I’ve hit the part of Mark that recounts Holy Week, and while there are still plenty of things to notice there, since those stories get so much focus every year, less jumps off the page to me as fresh and new. But Mark 13:32-37 is one of those passages where Jesus tells the disciples to stay awake and be alert like servants waiting for their master to come home in the middle of the night, and this one, like all the others, seems to carry an “or else” implicit within it. If you get caught napping, bad things happen, and all that.
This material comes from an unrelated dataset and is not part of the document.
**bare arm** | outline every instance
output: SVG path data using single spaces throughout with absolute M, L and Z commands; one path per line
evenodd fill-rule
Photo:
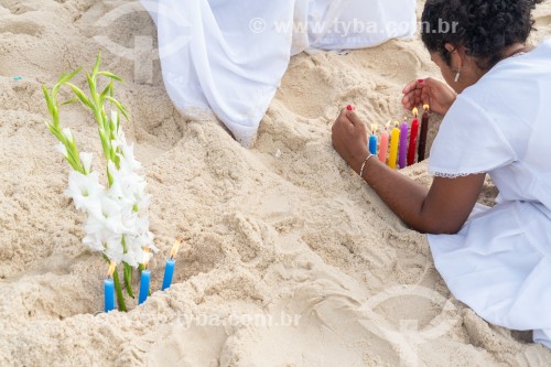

But if I can offer a replacement image that might be, if not as faithful to the gospels, more faithful to the actual Good News. Our dog does this whenever April is gone and has for years. (OK, so she is “our dog” only in the loosest sense; she is clearly April’s dog.) Not because she’s afraid of what will happen if she sleeps through April’s daily homecoming (which, as a 13-year old poodle, she does from time to time). Nor because she expects big treats from her beloved; even when she’s just been fed and walked, she remains at the door, waiting.
Y’all know my themes by this point. You know why she stays at the door, looking out for a sign of April’s car. She does it because of whatever the doggie equivalent of love is, because she wants almost literally nothing more than to be with the object of her devotion.
And I can say this since April isn’t on this website; some nights I literally wait with the dog, and others I figuratively wait with her. Because that’s what Love does, whether it’s looking out for a late-arriving master or a prodigal son or someone who just has to work late. More than what Mark says in 13:32-37, I think that’s what God is going for with this whole Good News thing.